In-depth Analysis of the Lid Subunits Assembly Mechanism in Mammals

Round 1

Reviewer 1 Report

The present work is a good dissection of proteasome lid assembly pathway in humans, which is similar to the pathway defined in yeast cells in previous works.

The research is well designed, performed and presented.

The experimental approach is based on human cell cultures transfected with appropriate vectors and a series of siRNAs in order to knock down the subunits of the lid. After cellular extracts were obtained, glycerol gradient centrifugations were carried out. Fractions obtained in the gradients were analyzed by western blot, and fractions containing the lid were further Flag-based inmunoprecipitated and analyzed by mass spectrometry. Using this approach the authors are able to recapitulate the pathway of lid assembly and to define the sub-complex hierarchy in the process of association.

minor points:

-Figure 6 , C. Why you don't detect Rpn5 in lid fractions (8-10-12)? 

-In the discussion, it  should be noted that the assembly process in humans is highly similar to the process defined by Tomko et al. Mol. Cell 2011, 44, 907‐917 (reference 24), corresponding to the distant eukaryote Saccharomyces cerevisiae. Moreover, the differences found between both species should be detailed.

Author Response

Reviewer 1

The present work is a good dissection of proteasome lid assembly pathway in humans, which is similar to the pathway defined in yeast cells in previous works.

The research is well designed, performed and presented.

The experimental approach is based on human cell cultures transfected with appropriate vectors and a series of siRNAs in order to knock down the subunits of the lid.
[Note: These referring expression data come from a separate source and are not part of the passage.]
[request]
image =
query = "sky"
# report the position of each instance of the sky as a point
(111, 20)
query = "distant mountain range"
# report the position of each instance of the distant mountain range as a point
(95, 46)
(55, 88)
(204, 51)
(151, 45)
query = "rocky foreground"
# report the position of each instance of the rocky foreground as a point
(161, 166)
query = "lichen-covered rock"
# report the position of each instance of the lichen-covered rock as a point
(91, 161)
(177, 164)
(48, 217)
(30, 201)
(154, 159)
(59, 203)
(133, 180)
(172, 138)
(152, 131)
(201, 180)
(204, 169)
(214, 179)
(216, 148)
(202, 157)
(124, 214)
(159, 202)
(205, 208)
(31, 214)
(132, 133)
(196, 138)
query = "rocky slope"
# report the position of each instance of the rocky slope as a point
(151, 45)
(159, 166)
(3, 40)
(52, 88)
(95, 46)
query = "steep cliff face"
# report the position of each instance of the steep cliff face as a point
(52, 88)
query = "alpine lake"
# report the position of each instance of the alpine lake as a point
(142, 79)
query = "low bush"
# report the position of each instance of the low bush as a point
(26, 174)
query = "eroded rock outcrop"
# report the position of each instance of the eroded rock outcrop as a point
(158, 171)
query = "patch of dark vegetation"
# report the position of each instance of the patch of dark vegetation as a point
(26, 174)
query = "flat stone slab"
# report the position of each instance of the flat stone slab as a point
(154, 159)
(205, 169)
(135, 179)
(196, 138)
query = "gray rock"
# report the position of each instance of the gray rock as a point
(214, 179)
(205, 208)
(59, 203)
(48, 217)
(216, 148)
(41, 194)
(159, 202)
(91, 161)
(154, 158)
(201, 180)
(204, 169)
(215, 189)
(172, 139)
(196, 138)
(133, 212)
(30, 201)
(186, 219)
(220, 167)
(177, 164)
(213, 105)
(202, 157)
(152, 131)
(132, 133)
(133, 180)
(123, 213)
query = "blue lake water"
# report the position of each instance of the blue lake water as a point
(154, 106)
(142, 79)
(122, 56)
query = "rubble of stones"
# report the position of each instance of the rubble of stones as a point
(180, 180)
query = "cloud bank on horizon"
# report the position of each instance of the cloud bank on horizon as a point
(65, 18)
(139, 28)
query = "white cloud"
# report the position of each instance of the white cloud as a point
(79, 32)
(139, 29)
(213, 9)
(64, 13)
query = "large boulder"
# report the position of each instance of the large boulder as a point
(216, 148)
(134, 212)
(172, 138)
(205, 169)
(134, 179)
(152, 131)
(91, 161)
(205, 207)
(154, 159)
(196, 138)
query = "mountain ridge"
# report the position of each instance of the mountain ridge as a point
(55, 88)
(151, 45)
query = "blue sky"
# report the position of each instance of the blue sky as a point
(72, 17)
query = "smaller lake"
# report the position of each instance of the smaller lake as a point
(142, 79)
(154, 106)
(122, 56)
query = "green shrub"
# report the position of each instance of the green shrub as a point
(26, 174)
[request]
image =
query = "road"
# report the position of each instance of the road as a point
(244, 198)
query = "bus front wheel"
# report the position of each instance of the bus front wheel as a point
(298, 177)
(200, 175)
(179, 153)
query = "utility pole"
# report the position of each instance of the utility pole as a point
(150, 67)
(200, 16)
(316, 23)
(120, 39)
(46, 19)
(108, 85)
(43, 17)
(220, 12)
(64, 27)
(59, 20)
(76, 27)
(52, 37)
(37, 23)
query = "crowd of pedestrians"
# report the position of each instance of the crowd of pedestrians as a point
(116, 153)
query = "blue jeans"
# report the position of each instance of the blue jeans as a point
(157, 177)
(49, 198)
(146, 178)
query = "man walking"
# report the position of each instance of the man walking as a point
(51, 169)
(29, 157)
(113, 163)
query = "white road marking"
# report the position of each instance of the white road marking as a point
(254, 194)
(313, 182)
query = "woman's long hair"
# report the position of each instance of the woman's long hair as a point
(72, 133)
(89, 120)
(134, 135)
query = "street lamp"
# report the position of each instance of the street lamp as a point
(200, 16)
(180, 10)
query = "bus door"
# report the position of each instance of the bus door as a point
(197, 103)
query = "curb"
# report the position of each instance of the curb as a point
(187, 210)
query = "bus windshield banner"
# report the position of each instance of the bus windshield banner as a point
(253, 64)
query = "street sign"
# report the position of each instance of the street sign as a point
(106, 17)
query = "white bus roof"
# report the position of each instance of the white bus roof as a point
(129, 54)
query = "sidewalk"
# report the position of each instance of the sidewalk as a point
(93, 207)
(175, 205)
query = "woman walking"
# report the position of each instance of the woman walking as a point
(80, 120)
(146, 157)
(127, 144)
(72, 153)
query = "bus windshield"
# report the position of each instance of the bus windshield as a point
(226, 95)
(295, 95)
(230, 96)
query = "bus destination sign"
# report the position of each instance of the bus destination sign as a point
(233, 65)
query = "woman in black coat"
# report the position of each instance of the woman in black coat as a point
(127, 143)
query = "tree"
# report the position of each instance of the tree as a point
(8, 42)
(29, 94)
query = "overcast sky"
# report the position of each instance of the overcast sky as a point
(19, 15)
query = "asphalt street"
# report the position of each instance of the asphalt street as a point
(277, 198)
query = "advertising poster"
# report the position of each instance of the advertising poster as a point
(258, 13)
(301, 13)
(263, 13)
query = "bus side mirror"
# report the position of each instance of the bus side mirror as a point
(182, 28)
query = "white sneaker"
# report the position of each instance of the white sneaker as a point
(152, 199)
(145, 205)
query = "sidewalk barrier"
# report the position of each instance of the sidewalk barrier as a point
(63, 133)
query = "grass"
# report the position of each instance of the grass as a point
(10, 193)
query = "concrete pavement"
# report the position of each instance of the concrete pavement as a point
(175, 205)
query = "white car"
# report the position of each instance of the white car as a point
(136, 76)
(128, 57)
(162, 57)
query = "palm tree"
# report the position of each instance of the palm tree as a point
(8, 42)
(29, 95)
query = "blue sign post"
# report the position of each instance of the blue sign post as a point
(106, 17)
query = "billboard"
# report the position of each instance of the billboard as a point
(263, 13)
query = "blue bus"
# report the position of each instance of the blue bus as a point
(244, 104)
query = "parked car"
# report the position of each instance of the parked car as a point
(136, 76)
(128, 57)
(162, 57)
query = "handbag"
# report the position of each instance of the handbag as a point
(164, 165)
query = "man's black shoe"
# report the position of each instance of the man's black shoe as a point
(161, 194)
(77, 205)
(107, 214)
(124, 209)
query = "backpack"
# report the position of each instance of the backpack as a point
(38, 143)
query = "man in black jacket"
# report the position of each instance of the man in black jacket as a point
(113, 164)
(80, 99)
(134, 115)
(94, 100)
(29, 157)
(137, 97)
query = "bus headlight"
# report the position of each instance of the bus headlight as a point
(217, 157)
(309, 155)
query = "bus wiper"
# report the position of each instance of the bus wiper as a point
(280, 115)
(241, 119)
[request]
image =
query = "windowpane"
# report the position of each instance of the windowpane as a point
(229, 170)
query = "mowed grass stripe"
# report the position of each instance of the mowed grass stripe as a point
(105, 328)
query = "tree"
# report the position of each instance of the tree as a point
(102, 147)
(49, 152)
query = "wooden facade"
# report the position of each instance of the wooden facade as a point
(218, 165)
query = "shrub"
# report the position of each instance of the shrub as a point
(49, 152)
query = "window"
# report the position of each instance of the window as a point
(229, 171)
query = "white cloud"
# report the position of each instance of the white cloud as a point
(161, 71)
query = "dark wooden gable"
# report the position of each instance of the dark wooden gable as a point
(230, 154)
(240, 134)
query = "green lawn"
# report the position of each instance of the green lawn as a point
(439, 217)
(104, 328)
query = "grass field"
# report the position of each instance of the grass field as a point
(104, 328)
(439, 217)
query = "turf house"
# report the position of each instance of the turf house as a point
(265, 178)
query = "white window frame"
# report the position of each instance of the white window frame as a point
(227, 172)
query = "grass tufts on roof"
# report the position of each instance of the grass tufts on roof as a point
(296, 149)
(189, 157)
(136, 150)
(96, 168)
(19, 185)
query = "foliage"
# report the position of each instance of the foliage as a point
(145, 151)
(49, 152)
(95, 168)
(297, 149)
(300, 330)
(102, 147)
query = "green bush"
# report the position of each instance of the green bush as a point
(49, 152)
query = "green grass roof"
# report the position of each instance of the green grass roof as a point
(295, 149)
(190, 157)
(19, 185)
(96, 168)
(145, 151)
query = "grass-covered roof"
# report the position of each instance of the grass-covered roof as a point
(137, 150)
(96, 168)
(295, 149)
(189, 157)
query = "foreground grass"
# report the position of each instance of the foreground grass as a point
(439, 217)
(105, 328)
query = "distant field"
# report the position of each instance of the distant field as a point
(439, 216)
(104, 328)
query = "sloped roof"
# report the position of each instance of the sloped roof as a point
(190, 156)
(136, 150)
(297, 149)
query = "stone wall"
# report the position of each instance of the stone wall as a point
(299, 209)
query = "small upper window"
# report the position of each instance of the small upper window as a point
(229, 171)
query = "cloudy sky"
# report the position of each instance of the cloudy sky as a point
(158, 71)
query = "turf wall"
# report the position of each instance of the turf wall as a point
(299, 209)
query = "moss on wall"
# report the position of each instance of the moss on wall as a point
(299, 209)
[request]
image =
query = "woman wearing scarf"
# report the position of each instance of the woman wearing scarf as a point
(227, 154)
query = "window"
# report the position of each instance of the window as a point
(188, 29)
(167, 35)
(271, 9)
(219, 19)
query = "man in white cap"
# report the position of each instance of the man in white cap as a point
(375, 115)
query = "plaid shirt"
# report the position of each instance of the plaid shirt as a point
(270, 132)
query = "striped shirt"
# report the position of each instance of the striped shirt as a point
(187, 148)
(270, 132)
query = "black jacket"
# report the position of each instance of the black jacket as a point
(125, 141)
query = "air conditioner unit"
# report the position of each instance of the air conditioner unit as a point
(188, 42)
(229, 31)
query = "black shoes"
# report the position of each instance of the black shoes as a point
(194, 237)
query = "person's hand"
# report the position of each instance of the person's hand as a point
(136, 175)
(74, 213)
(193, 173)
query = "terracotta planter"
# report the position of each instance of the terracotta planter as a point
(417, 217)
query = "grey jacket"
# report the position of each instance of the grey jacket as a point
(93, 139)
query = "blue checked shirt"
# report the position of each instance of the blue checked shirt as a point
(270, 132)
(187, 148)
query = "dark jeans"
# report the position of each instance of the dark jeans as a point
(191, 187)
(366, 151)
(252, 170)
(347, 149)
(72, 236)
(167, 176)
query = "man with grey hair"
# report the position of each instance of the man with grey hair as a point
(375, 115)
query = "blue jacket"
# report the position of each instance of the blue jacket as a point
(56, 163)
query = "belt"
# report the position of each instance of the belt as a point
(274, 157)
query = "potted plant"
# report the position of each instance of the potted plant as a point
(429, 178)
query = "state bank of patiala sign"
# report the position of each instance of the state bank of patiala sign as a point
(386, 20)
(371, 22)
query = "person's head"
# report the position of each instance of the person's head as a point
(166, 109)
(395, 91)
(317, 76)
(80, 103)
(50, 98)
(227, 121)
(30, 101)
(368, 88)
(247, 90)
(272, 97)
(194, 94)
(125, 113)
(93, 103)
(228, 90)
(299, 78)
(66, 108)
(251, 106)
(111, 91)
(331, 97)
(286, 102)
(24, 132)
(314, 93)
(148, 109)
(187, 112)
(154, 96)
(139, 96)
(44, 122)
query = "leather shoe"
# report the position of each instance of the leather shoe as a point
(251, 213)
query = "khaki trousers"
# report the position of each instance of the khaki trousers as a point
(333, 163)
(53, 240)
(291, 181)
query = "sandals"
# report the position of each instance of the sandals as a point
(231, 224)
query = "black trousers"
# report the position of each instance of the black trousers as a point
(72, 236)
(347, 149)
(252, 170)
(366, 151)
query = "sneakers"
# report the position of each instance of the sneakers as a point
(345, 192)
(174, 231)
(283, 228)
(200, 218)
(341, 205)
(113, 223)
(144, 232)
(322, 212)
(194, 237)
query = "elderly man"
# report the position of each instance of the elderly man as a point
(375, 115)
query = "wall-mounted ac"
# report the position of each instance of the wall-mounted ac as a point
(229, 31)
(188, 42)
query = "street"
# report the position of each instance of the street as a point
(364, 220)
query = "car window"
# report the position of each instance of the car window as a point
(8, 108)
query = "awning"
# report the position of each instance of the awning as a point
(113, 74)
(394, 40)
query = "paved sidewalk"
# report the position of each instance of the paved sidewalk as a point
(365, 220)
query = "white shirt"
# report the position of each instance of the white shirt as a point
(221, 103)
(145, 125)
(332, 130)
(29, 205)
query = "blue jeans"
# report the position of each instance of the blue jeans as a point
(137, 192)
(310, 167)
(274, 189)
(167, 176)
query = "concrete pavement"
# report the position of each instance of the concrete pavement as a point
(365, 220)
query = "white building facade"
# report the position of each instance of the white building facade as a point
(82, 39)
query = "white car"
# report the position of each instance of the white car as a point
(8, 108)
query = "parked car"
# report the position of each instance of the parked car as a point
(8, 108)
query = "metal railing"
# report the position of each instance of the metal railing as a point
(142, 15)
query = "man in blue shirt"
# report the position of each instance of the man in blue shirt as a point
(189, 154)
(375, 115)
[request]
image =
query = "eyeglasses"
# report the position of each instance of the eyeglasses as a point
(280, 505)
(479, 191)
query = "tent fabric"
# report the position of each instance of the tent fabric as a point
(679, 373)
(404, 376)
After cellular extracts were obtained, glycerol gradient centrifugations were carried out. Fractions obtained in the gradients were analyzed by western blot, and fractions containing the lid were further Flagbased inmunoprecipitated and analyzed by mass spectrometry. Using this approach, the authors are able to recapitulate the pathway of lid assembly and to define the sub-complex hierarchy in the process of association.

 

Response: We thank the reviewer for favorable comments, and we are pleased to know that the reviewer positively evaluates our work.

 

minor points:

-Figure 6 , C. Why you don't detect Rpn5 in lid fractions (8-10-12)?

Response: Unfortunately, we have not yet known the exact reason. As described in the result, we speculate that it may be due to a potential protein modification (page 10, lines 249-251).

  

-In the discussion, it should be noted that the assembly process in humans is

highly similar to the process defined by Tomko et al. Mol. Cell 2011, 44, 907‐

917 (reference 24), corresponding to the distant eukaryote Saccharomyces

cerevisiae. Moreover, the differences found between both species should be

detailed.

 

Response: We appreciate this valuable indication. According to the reviewer comments, we modified the discussion regarding Rpn11 and Rpn15 (page 14, lines 333-335 and 341-350). 

Reviewer 2 Report

In the paper: In‐depth analysis of the lid subunits assembly mechanism in mammals contributed by: Minghui Bai, Xian Zhao, Kazutaka Sahara, Yuki Ohte, Yuko Hirano, Takeumi Kaneko, Hideki Yashiroda, and Shigeo Murata, the authors analyze in great detail the assembly of the subunits of the regulatory complex of the 26S proteasome. The applied methods, RNAi and mass spec, are state of the art, well described and appropriate to investigate the process of assembly. The results are presented in easy to understand figures, which can be understood without reading the whole text, and summarized in cartoons. The authors can present clear evidence the assembly starts with two sub complexes consisting either of Rpn 3 and 15 or Rpn 5,8 and 9. The first on integrates Rpn 7, the later one Rpn 6, the binding of Rpn11 joins the two sub complexes and the assembly is finished by the incorporation of Rpn12. The result and discussion sections are concise, but cover all results and stick to presented data and avoid lengthy may be discussions.

Author Response

Reviewer 2

In the paper: Indepth analysis of the lid subunits assembly mechanism in mammals contributed by:Minghui Bai, Xian Zhao, Kazutaka Sahara, Yuki Ohte, Yuko Hirano, Takeumi Kaneko, Hideki Yashiroda, and Shigeo Murata, the authors analyze in great detail the assembly of the subunits of the regulatory complex of the 26S proteasome. The applied methods, RNAi and mass spec, are state of the art, well described and appropriate to investigate the process of assembly. The results are presented in easy to understand figures, which can be understood without reading the whole text, and summarized in cartoons. The authors can present clear evidence the assembly starts with two sub complexes consisting either of Rpn 3 and 15 or Rpn 5,8 and 9. The first on integrates Rpn 7, the later one Rpn 6, the binding of Rpn11 joins the two sub complexes and the assembly is finished by the incorporation of Rpn12. The result and discussion sections are concise, but cover all results and stick to presented data and avoid lengthy may be discussions.

 

Response: We are glad to know that the reviewer understands our work well and evaluates it highly. 

Reviewer 3 Report

This contribution seeks to identify long lived proteasome lid subunit assembly intermediates using pulldowns of proteasomal subunits from human cells analyzed by blot and mass spectrometry. We concur with the authors that question is of high biological importance. While we do not recommend acceptance at this time, we could recommend acceptance of the publication following revisions to clarify the following points:

·         It is our opinion that the presented evidence for tight complexes is overstated in light of the results. This section would more accurately state that subunit abundances are correlated with regards to siRNA knockdown, and that a potential interpretation of this fact is the existence of the proposed complexes.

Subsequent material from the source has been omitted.